Working-Age Share

The share of the world's population aged 15–64 — the conventional 'working-age' band — peaked at about 65% around 2015 and is now declining. Advanced economies passed this peak in the 1990s; major emerging markets are passing it now. Most of the global headwind to GDP-per-capita growth over the next 30 years comes from this inversion, not from technology or productivity changes.

65%
World working-age share — peak (~2015)
63%
World working-age share 2024
57%
Projected by 2050 (UN medium variant)
0.5–1.0pp
Per decade decline in advanced economies

Key insights

📈

The 'demographic dividend' window opens and closes

When fertility falls and child mortality declines, child-dependency drops faster than old-age dependency rises. The result is a 20–40 year window when working-age share grows — the 'demographic dividend'. Many East Asian economies converted this window into industrialisation-led growth (Korea, Taiwan, Singapore 1970s–2000s; China 1990–2015). Sub-Saharan Africa is at the early stage of its window; most of South Asia is mid-window.

👵

Japan is the canary

Japan's working-age share peaked at 70% in 1992 and is now 58% — losing ~10pp in 30 years. The labour force has shrunk in absolute terms despite high female and elderly participation gains. Growth in GDP per capita has held up, but total GDP has been roughly flat for 25 years. Korea, Italy, Germany and (with a long lag) China are now on similar trajectories. The demographic-dividend literature has shifted to studying its end.

🌍

The age structure question is asymmetric

Countries entering the demographic dividend (most of sub-Saharan Africa, parts of Middle East and South Asia) get a one-time boost they can capture only if institutions deliver jobs and education. Countries leaving the dividend face mechanical headwinds even if everything else is well-managed. The cumulative arithmetic — half the world in each camp by 2050 — implies divergent macroeconomic paths irrespective of policy.
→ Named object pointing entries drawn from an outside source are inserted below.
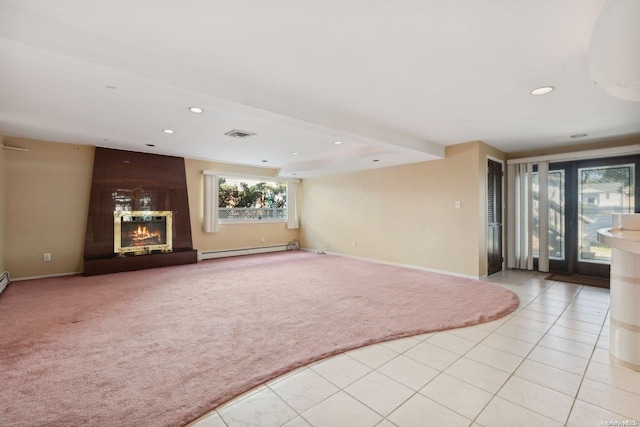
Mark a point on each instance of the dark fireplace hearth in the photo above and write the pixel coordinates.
(138, 206)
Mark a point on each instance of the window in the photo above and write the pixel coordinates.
(249, 200)
(618, 184)
(556, 214)
(232, 200)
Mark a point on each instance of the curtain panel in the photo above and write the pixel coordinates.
(526, 197)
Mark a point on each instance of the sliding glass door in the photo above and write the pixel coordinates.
(602, 191)
(582, 197)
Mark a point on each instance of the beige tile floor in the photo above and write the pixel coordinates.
(546, 364)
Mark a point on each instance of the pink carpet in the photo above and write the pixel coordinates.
(161, 347)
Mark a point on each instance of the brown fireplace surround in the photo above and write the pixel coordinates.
(148, 189)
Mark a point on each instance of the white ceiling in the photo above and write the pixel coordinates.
(396, 82)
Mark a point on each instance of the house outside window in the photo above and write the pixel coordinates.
(249, 200)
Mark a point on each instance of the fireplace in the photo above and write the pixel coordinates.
(142, 232)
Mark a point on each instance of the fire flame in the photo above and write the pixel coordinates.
(143, 233)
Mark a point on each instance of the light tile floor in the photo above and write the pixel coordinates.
(546, 364)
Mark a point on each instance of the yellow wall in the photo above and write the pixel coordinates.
(46, 203)
(2, 207)
(405, 214)
(230, 236)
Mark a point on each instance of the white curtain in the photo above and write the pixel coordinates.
(292, 205)
(210, 204)
(520, 221)
(543, 208)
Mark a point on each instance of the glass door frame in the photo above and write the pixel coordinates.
(572, 264)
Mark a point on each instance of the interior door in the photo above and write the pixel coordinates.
(494, 217)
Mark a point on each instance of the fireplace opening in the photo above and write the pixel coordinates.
(139, 233)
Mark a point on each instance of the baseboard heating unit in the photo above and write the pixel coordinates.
(4, 280)
(248, 251)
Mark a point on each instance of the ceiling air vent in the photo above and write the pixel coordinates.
(239, 133)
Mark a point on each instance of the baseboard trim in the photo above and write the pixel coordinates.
(396, 264)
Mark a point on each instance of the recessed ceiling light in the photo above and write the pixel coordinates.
(542, 90)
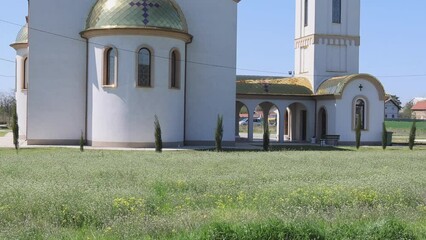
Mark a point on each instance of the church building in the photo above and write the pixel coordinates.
(105, 68)
(327, 95)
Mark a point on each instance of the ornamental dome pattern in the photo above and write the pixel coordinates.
(154, 14)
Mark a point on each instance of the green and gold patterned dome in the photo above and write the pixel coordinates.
(121, 14)
(22, 36)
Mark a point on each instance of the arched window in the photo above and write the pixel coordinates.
(144, 67)
(25, 74)
(306, 12)
(110, 67)
(337, 11)
(360, 113)
(175, 69)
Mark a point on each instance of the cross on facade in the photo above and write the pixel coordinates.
(145, 4)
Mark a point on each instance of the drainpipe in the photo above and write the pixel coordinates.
(87, 90)
(315, 119)
(185, 88)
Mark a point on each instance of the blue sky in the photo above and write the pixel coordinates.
(393, 41)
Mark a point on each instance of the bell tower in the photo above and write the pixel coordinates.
(327, 39)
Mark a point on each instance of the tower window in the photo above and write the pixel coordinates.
(174, 69)
(25, 74)
(360, 113)
(306, 13)
(337, 11)
(144, 67)
(110, 73)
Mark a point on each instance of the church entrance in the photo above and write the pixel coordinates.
(296, 123)
(322, 122)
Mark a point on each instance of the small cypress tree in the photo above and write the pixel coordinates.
(265, 136)
(157, 134)
(412, 137)
(81, 142)
(358, 132)
(384, 137)
(219, 133)
(15, 128)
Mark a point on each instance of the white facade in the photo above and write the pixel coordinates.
(327, 40)
(323, 48)
(66, 98)
(391, 109)
(21, 95)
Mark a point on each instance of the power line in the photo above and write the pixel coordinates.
(7, 60)
(188, 61)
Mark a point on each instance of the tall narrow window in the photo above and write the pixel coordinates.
(306, 12)
(337, 11)
(25, 75)
(110, 67)
(144, 68)
(360, 113)
(174, 69)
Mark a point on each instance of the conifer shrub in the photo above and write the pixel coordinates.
(219, 133)
(412, 137)
(265, 136)
(157, 134)
(358, 132)
(15, 128)
(384, 136)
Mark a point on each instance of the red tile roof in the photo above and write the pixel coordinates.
(419, 106)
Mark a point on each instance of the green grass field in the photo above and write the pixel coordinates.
(347, 194)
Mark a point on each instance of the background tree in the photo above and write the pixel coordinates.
(396, 100)
(219, 133)
(412, 137)
(384, 136)
(265, 136)
(406, 111)
(158, 140)
(358, 132)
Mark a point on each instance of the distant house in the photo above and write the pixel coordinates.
(419, 110)
(391, 109)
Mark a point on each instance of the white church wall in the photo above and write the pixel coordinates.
(56, 104)
(21, 94)
(374, 110)
(324, 49)
(330, 108)
(211, 68)
(350, 21)
(124, 115)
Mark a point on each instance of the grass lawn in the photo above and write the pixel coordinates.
(347, 194)
(3, 132)
(401, 130)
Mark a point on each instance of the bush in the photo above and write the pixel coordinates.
(384, 137)
(219, 133)
(358, 132)
(412, 137)
(265, 136)
(157, 134)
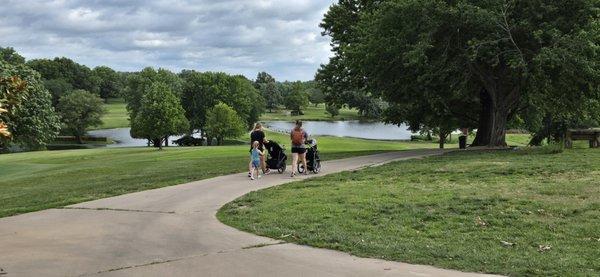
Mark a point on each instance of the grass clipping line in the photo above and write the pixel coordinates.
(531, 212)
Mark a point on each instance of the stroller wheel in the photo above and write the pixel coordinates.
(317, 167)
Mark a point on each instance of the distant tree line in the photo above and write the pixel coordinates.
(438, 65)
(60, 96)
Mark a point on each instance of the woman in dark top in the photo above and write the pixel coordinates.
(258, 135)
(298, 137)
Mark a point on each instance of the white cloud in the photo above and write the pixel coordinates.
(281, 37)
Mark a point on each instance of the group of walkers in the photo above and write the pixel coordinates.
(259, 143)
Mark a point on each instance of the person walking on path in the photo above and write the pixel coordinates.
(255, 157)
(258, 135)
(298, 137)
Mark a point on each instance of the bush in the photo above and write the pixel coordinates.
(189, 141)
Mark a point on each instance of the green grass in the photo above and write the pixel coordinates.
(452, 211)
(311, 113)
(116, 115)
(40, 180)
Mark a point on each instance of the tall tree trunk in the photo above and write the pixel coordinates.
(498, 130)
(496, 106)
(157, 143)
(79, 138)
(443, 136)
(482, 138)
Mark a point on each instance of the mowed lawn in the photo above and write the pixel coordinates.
(312, 113)
(508, 212)
(116, 115)
(40, 180)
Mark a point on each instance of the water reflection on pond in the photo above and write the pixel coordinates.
(122, 137)
(356, 129)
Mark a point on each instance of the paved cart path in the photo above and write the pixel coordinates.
(173, 231)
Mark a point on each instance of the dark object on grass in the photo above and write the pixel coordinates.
(591, 135)
(313, 160)
(277, 158)
(189, 141)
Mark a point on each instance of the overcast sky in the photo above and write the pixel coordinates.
(281, 37)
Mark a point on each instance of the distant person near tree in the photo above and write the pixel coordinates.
(255, 156)
(298, 136)
(462, 139)
(258, 135)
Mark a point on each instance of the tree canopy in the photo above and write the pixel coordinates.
(159, 115)
(79, 110)
(296, 98)
(204, 90)
(223, 122)
(466, 63)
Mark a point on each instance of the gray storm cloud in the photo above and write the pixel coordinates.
(235, 36)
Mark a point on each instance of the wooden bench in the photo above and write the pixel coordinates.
(591, 135)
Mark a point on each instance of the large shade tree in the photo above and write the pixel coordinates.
(159, 116)
(204, 90)
(223, 122)
(109, 82)
(29, 116)
(77, 75)
(479, 63)
(80, 110)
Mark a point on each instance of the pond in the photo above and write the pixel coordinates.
(354, 129)
(122, 138)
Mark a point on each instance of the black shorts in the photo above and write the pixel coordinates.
(298, 150)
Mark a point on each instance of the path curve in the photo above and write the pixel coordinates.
(173, 231)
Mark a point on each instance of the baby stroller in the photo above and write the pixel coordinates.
(277, 157)
(313, 161)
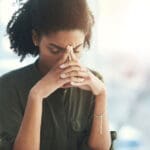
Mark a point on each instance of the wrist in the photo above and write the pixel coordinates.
(34, 96)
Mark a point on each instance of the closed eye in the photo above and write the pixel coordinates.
(54, 50)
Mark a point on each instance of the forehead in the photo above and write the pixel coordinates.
(64, 38)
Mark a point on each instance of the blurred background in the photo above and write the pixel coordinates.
(120, 51)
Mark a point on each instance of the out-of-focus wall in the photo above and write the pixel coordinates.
(120, 50)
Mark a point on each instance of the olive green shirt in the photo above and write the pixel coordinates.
(66, 116)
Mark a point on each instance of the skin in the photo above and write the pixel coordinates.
(59, 63)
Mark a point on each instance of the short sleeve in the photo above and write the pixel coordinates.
(10, 113)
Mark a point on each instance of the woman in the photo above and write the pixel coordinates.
(55, 103)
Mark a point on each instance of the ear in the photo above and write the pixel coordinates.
(35, 38)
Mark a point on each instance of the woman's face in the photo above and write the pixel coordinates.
(52, 47)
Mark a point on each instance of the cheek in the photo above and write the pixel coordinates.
(47, 58)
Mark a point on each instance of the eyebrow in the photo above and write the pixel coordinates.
(62, 48)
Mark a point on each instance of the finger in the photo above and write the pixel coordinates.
(62, 60)
(73, 56)
(63, 81)
(80, 74)
(67, 85)
(77, 79)
(70, 63)
(71, 68)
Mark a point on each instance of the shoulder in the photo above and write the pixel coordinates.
(16, 74)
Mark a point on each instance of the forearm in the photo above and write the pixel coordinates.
(28, 137)
(99, 138)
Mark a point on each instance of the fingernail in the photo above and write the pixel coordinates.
(62, 66)
(63, 75)
(72, 83)
(81, 80)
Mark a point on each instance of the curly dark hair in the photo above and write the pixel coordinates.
(47, 16)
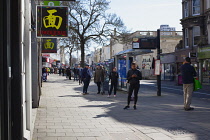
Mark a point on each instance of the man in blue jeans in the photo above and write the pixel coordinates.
(188, 74)
(86, 76)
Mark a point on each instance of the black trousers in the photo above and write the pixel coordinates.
(86, 84)
(113, 85)
(135, 88)
(99, 86)
(80, 79)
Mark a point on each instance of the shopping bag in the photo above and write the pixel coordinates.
(197, 84)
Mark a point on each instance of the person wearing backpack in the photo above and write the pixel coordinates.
(133, 76)
(113, 76)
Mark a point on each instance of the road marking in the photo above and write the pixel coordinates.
(177, 89)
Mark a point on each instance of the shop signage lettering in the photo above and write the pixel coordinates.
(49, 45)
(52, 21)
(145, 43)
(204, 53)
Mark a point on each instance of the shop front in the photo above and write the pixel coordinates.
(204, 61)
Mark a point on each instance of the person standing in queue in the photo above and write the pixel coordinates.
(133, 76)
(99, 77)
(86, 76)
(80, 74)
(188, 74)
(113, 76)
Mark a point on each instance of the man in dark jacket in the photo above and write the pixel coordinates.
(86, 76)
(113, 76)
(133, 77)
(99, 77)
(188, 74)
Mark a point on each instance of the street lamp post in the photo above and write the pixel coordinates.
(158, 58)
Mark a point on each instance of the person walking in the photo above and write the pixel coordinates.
(86, 76)
(75, 70)
(80, 74)
(68, 73)
(99, 77)
(188, 73)
(133, 77)
(113, 76)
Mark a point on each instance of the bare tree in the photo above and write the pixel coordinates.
(91, 22)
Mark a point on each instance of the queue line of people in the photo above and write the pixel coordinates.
(133, 78)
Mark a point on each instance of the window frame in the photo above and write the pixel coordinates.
(186, 9)
(193, 35)
(186, 38)
(196, 6)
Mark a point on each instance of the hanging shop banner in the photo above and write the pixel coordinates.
(52, 21)
(49, 45)
(52, 3)
(145, 43)
(157, 67)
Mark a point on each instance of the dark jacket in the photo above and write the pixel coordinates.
(113, 76)
(86, 74)
(134, 80)
(99, 75)
(44, 70)
(188, 73)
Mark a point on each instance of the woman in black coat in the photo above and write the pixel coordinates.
(113, 76)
Share of population aged 15–64 — world (1960–2050)

% of total population

Key Finding: Peaked around 2015 at 65%; projected to fall to ~57% by 2050.

Working-age population share — major economies (2024)

% aged 15-64

Key Finding: Sub-Saharan African countries (~52%) and Japan (~58%) sit at opposite ends — for opposite reasons.

Methodology & caveats

The 15–64 convention

The '15–64 working age' convention is a statistical convenience, not an empirical fact about who works. School attendance is universal in many countries through age 18+; retirement ages are now 65–67 and rising; labour-force participation among under-25s has fallen in advanced economies. Refined working-age measures use country-specific labour-force participation by age; aggregate trends are similar.

Dependency ratios

Total dependency ratio = (under 15 + 65+) / 15–64. Child dependency falls during demographic transition; old-age dependency rises. The combined ratio is U-shaped — falling, then rising. The minimum is the 'sweet spot' of the demographic dividend. Japan's total dependency ratio bottomed at 0.43 in 1990; it is 0.71 today and projected to reach 0.94 by 2050.

Productivity offsets demography, partially

Aging reduces labour-force growth and lifts dependency ratios. It can be offset by: (a) higher participation rates (women, elderly), (b) higher productivity, (c) immigration. Japan has done (a) and (b) heavily; not (c). Continental Europe has done some of all three. Korea is doing mostly (b). No country has offset aging without an explicit demographic-policy choice.